23. September 2017

Das antisemitische Frankreich im Anti-AfD-Taumel


Der Berlin-Korrespondent des Figaro Nicolas Barotte schreibt heute: "Die AfD bereitet sich auf den Einzug in den Bundestag vor und darauf, die Demokratie einer Zerreißprobe zu unterziehen."

Updates, vom 24. und 25. September 2017
"Deutschland bereitet sich auf den Schock der Nationalisten der AfD vor."
Diverse Kommentare im Figaro und im Indépendant

Das ist nicht so gemeint, daß die neue Regierung im Angesicht der kommenden AfD-Opposition ihre Fähigkeit zur Demokratie beweisen muß, sondern der Korrespondent, dessen politische Meinungen die Leser schon aus anderen Artikeln dieses Blogs einschätzen können, erklärt die AfD damit für undemokratisch. Es ist die AfD, die mit ihrem Einzug die Demokratie einer Zerreißprobe unterzieht.
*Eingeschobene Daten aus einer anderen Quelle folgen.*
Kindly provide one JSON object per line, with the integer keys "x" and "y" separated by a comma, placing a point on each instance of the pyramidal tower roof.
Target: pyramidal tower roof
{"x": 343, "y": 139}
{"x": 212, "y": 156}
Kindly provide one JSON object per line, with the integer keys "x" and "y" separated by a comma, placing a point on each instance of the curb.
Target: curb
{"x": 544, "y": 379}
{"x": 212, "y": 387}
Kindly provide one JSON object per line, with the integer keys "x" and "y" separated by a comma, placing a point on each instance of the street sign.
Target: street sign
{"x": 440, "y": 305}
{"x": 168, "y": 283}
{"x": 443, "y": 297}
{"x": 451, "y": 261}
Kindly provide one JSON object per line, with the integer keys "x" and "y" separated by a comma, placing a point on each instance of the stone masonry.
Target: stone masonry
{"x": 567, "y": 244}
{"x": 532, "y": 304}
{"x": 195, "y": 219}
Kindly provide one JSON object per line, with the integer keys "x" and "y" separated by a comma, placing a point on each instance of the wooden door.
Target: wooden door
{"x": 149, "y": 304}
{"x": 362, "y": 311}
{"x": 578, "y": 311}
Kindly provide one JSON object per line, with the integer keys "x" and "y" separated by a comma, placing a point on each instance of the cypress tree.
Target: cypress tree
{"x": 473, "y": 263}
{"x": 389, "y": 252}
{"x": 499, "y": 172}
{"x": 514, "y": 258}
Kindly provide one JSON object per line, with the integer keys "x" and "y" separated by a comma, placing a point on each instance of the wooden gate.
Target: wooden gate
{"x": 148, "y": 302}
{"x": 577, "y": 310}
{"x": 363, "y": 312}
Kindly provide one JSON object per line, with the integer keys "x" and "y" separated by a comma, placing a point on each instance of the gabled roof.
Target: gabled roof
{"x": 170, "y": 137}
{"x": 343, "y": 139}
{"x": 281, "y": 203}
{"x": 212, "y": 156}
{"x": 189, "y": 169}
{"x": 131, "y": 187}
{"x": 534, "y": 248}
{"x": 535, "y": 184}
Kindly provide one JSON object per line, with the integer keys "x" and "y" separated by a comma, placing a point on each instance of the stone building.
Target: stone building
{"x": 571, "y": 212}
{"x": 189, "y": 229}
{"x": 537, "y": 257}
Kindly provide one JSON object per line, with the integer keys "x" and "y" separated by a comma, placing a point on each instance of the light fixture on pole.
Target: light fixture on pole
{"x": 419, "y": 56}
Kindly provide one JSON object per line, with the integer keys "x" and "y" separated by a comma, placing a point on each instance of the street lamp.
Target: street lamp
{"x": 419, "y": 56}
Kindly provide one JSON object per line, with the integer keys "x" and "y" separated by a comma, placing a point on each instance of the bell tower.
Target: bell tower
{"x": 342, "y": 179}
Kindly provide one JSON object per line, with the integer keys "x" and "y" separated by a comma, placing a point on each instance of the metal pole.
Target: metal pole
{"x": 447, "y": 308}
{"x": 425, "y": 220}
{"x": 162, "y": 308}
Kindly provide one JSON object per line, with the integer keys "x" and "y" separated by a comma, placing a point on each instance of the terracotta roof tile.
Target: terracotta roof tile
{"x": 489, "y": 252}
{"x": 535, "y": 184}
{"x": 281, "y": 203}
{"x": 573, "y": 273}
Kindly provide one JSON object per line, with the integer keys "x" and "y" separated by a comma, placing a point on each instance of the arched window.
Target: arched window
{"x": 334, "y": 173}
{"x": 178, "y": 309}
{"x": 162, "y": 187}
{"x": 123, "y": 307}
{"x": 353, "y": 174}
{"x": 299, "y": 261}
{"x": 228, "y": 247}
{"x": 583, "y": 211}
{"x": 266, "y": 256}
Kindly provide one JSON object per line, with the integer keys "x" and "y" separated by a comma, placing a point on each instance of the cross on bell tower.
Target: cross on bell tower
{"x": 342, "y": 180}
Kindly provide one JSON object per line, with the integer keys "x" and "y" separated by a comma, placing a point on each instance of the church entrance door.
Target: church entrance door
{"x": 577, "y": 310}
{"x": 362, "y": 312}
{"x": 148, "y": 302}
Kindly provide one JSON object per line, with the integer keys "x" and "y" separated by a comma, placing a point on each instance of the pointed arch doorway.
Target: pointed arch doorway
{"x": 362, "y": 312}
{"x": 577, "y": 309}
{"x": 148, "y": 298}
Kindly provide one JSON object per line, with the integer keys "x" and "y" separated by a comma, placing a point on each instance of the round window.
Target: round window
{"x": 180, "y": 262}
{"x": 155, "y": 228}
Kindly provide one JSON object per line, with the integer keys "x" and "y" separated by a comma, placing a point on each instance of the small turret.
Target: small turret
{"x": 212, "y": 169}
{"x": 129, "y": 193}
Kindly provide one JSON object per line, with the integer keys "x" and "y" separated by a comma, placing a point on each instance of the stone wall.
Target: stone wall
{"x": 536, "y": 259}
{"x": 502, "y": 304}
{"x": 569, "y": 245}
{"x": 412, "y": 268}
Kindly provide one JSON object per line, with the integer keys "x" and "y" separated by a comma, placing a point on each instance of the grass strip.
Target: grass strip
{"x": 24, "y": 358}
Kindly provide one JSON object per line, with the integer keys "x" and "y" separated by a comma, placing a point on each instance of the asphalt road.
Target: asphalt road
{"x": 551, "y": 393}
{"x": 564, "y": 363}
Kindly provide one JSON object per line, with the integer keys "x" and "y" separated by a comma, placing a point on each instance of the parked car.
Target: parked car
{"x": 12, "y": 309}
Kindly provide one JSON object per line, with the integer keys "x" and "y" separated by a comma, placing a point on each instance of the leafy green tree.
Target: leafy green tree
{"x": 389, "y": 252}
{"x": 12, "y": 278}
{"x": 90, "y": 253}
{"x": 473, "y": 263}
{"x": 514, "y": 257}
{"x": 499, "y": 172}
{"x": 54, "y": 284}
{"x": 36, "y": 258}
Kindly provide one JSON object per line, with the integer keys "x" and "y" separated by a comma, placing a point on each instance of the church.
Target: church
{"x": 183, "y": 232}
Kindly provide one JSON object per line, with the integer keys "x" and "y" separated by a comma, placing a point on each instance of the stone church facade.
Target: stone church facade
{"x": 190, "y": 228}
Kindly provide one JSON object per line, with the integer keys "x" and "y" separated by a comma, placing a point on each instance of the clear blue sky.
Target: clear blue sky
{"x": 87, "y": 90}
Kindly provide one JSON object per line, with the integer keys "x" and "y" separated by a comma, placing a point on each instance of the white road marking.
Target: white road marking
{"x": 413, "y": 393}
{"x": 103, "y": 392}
Und das, während in Frankreich der Staatspräsident mittels Verordnungen regiert.


Arbeitsgesetzbuch: Macron unterzeichnet die fünf Verordnungen

Regieren durch Verordnungen hat in Deutschland einen sehr schlechten Ruf. Man denkt sofort an die "Reichstagsbrandverordnung, das Ermächtigungsgesetz", vom 28. Februar 1933, die "Verordnung des Reichspräsidenten zum Schutz von Volk und Staat". Als nächstes denkt man an die zahlreichen Verordnungen der Europäischen Union, sie werden undemokratisch von nicht gewählten Beamten in Brüssel erlassen. Von einer Zerreißprobe der Demokratie deswegen ist nichts bekannt.
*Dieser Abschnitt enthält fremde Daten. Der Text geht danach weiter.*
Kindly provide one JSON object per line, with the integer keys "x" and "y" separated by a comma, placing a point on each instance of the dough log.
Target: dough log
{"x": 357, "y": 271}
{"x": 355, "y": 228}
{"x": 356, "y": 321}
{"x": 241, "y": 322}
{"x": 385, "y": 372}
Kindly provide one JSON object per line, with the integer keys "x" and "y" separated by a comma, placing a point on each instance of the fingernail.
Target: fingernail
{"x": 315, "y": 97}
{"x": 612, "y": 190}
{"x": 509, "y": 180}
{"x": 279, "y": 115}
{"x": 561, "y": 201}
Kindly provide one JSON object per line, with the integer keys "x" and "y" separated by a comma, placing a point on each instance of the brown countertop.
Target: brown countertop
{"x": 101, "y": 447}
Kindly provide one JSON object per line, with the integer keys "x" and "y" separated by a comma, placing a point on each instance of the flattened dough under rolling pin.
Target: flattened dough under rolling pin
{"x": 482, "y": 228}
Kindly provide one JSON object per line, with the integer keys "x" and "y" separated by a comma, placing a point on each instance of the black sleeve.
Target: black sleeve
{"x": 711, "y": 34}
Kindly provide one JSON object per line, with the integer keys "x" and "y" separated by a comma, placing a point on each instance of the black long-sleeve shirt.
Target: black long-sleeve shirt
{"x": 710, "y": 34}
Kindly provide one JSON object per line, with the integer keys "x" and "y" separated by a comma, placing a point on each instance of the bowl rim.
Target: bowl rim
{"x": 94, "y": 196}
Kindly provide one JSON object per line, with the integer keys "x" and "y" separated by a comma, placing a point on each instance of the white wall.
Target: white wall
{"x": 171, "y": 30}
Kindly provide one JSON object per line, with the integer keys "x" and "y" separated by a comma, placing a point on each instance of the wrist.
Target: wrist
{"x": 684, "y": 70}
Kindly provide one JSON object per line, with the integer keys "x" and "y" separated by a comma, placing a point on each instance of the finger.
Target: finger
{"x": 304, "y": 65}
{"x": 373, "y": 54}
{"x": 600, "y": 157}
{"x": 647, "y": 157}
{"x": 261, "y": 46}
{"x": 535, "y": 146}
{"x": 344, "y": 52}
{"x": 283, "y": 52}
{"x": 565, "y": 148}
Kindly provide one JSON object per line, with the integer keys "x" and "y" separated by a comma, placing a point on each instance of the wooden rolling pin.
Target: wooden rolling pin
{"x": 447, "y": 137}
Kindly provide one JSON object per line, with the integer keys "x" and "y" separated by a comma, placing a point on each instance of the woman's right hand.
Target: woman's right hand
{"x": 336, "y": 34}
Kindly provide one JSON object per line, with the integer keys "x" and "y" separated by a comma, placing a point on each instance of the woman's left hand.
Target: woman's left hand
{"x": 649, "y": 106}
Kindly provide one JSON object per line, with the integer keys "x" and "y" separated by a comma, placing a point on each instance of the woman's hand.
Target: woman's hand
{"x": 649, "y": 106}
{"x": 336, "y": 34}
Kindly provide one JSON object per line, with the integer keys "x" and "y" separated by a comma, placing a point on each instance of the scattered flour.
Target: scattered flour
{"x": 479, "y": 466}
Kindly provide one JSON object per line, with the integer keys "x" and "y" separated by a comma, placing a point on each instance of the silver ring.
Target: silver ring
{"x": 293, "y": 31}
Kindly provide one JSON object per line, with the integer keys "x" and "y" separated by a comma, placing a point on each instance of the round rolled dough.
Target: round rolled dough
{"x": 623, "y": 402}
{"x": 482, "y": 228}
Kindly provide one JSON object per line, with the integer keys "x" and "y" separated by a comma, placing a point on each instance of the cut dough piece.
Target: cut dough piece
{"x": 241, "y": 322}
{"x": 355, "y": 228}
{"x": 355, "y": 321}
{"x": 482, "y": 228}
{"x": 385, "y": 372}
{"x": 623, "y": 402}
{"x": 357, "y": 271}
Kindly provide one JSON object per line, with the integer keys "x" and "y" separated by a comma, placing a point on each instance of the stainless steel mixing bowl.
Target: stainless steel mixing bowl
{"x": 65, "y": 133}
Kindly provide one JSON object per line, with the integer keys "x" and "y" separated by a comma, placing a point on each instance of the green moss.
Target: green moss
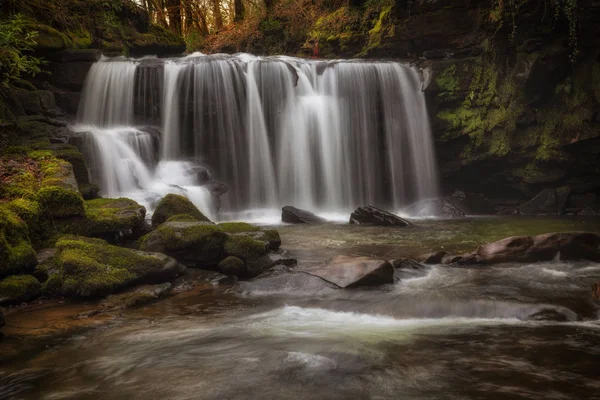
{"x": 232, "y": 265}
{"x": 238, "y": 227}
{"x": 16, "y": 253}
{"x": 18, "y": 288}
{"x": 244, "y": 247}
{"x": 92, "y": 267}
{"x": 174, "y": 204}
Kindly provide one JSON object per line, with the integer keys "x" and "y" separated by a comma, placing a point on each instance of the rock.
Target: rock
{"x": 286, "y": 283}
{"x": 293, "y": 215}
{"x": 439, "y": 208}
{"x": 345, "y": 271}
{"x": 588, "y": 211}
{"x": 113, "y": 220}
{"x": 16, "y": 289}
{"x": 195, "y": 244}
{"x": 16, "y": 253}
{"x": 93, "y": 268}
{"x": 433, "y": 258}
{"x": 471, "y": 204}
{"x": 175, "y": 204}
{"x": 548, "y": 201}
{"x": 370, "y": 215}
{"x": 407, "y": 263}
{"x": 135, "y": 297}
{"x": 547, "y": 247}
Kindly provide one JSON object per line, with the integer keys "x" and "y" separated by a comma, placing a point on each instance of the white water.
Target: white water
{"x": 327, "y": 136}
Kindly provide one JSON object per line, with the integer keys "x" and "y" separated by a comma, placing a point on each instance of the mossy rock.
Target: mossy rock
{"x": 16, "y": 253}
{"x": 232, "y": 265}
{"x": 111, "y": 219}
{"x": 195, "y": 244}
{"x": 16, "y": 289}
{"x": 175, "y": 204}
{"x": 92, "y": 267}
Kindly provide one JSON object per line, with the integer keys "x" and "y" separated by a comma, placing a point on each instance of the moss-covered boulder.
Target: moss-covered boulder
{"x": 16, "y": 253}
{"x": 110, "y": 219}
{"x": 195, "y": 244}
{"x": 16, "y": 289}
{"x": 92, "y": 267}
{"x": 175, "y": 204}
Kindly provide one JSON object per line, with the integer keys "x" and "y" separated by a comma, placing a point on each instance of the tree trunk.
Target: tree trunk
{"x": 217, "y": 14}
{"x": 239, "y": 10}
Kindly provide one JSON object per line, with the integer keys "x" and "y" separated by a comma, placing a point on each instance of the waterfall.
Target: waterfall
{"x": 322, "y": 135}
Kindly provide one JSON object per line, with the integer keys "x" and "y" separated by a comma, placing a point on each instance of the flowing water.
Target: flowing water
{"x": 437, "y": 333}
{"x": 323, "y": 135}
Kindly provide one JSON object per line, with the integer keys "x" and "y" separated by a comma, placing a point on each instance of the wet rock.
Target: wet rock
{"x": 345, "y": 271}
{"x": 547, "y": 315}
{"x": 293, "y": 215}
{"x": 16, "y": 289}
{"x": 433, "y": 258}
{"x": 439, "y": 208}
{"x": 175, "y": 204}
{"x": 547, "y": 247}
{"x": 407, "y": 263}
{"x": 286, "y": 283}
{"x": 370, "y": 215}
{"x": 547, "y": 202}
{"x": 193, "y": 243}
{"x": 135, "y": 297}
{"x": 92, "y": 268}
{"x": 471, "y": 204}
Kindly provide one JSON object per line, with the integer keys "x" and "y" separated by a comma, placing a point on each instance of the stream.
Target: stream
{"x": 511, "y": 331}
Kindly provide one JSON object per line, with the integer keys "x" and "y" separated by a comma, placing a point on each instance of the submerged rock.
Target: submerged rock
{"x": 345, "y": 271}
{"x": 547, "y": 247}
{"x": 293, "y": 215}
{"x": 547, "y": 202}
{"x": 439, "y": 208}
{"x": 92, "y": 267}
{"x": 370, "y": 215}
{"x": 287, "y": 283}
{"x": 175, "y": 204}
{"x": 16, "y": 289}
{"x": 136, "y": 297}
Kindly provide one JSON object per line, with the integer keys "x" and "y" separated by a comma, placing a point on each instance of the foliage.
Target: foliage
{"x": 16, "y": 42}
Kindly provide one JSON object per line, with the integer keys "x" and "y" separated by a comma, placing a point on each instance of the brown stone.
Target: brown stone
{"x": 345, "y": 271}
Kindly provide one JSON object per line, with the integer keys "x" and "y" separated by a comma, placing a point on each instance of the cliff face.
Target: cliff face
{"x": 511, "y": 112}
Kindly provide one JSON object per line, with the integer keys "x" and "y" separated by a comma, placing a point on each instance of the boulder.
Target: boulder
{"x": 92, "y": 268}
{"x": 547, "y": 247}
{"x": 370, "y": 215}
{"x": 471, "y": 204}
{"x": 547, "y": 202}
{"x": 110, "y": 219}
{"x": 345, "y": 271}
{"x": 16, "y": 253}
{"x": 175, "y": 204}
{"x": 135, "y": 297}
{"x": 193, "y": 243}
{"x": 16, "y": 289}
{"x": 280, "y": 281}
{"x": 293, "y": 215}
{"x": 438, "y": 208}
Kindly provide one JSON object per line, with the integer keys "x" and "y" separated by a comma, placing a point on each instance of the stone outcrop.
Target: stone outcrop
{"x": 293, "y": 215}
{"x": 547, "y": 247}
{"x": 439, "y": 208}
{"x": 344, "y": 271}
{"x": 370, "y": 215}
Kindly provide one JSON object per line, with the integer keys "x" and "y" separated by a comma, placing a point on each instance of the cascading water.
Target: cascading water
{"x": 322, "y": 135}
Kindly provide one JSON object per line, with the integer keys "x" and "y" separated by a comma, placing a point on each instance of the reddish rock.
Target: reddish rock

Le Figaro weiß bis heute nicht, daß in Deutschland bei den Bundestagswahlen nicht der Kanzler, sondern die Abgeordneten des Bundestages gewählt werden: "Die deutsche Kanzlerin müßte am Sonntag für ein viertes Mandat wiedergewählt werden. Aber die Bildung ihrer Regierung kündigt sich als schwierig an."
Sicher, wiedergewählt zu werden, bereitet Merkel das Schwerste vor.
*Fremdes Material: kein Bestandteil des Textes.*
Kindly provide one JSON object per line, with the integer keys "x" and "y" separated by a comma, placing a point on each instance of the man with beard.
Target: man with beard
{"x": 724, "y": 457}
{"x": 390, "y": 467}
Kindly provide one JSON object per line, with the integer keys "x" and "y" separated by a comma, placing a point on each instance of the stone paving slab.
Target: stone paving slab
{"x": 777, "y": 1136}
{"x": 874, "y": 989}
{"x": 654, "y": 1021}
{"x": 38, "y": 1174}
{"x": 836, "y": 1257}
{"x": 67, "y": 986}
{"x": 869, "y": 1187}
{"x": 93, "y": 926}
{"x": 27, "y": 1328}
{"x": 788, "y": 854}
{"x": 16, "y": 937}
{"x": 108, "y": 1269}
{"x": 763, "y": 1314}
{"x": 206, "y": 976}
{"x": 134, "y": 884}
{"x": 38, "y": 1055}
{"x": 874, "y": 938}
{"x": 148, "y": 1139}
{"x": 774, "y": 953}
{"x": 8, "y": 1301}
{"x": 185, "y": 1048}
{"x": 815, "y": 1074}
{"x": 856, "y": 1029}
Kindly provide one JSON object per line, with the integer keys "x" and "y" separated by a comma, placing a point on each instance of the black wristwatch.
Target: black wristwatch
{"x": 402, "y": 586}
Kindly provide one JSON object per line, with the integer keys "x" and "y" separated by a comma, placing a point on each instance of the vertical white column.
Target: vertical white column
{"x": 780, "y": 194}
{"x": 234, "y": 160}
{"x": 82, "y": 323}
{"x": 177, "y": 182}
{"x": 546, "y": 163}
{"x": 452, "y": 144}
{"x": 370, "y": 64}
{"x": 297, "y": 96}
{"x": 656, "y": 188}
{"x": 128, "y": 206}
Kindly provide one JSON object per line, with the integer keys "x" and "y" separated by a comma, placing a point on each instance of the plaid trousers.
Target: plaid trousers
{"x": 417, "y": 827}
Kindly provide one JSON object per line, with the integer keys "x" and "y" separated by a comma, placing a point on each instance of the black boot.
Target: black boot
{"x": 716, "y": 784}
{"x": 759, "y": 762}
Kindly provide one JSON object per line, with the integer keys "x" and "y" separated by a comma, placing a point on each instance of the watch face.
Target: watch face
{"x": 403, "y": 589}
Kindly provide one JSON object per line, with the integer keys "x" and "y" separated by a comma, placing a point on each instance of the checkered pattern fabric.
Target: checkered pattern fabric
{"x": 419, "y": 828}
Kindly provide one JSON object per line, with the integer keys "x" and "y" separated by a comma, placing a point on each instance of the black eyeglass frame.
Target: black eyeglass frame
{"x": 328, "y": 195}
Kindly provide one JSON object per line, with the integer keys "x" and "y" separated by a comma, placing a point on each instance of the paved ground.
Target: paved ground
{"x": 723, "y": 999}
La chancelière allemande devrait être réélue dimanche pour un 4e mandat. Mais la formation de son gouvernement s'annonce difficile.

Auch alle anderen Artikel des Figaro zeigen, daß dort niemand Bescheid weiß über das politische System in Deutschland. Es ist anders als in Frankreich, wo zuerst der Staatspräsident und danach die Abgeordneten gewählt werden. Diejenigen seiner Partei, in diesem Fall der Partei genannten Marschkolonne "La République en marche !" (LREM), haben keine andere Funktion, als die Politik des Staatspräsidenten in ihren Wahlbezirken, in Institutionen und in den Medien zu verbreiten. Dazu, wer Staatspräsident Frankreichs wird, haben sie nichts zu sagen. Er wird vom Volk gewählt.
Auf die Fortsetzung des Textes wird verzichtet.